First captured in ETP format as recently as January 2022, investors can gain wrapped exposure via the 21Shares Cosmos ETP (ATOM).
An asset first offered in ETP format even more recently than ATOM is chainlink and its LINK token, with a market cap of $7.2bn.
Founded in 2017 by Sergey Nazarov and Steve Ellis as a bridging tool for blockchain and offchain environments, the platform integrated Town Crier – an execution environment-based blockchain oracle – in 2018 and then formally launched in 2019.
Based on a decentralised blockchain oracle network built on ethereum, chainlink’s network is designed to transfer tamper-proof data from off-chain sources to on-chain smart contracts.
The 21Shares Chainlink ETP (LINK) launched in February to offer investors access to the bridging platform and its token.
A crypto for every occasion
Moving down the market cap spectrum, there are also exchange-traded strategies targeting tron TRX, algorand ALGO, bitcoin cash BCH, FTX exchange FTT, stellar XLM, tezos XTZ and uniswap UNI.
For those seeking a more diversified crypto exposure, the likes of 21Shares, WisdomTree and VanEck offer basket crypto ETPs.

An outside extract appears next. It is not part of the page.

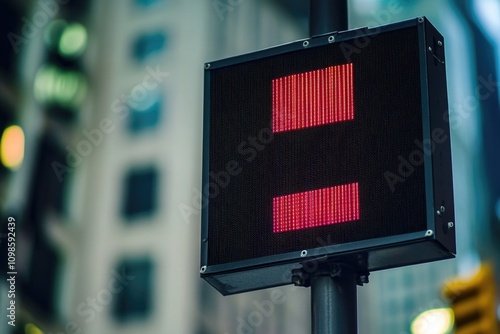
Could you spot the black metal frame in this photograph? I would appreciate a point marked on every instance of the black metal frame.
(435, 243)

These range from market-cap-weighted, to equal-weighted and midcap exposures, with many capturing some of the coins detailed in our overview.
Looking ahead, innovation in multi-asset, active management and staking will complement the continued stream of new cryptos offered in wrapped format.
Their popularity and longevity will ultimately depend on whether the asset class can keep capturing investors’ imaginations and whether institutional adoption affects its attractiveness as a tool for non-correlation.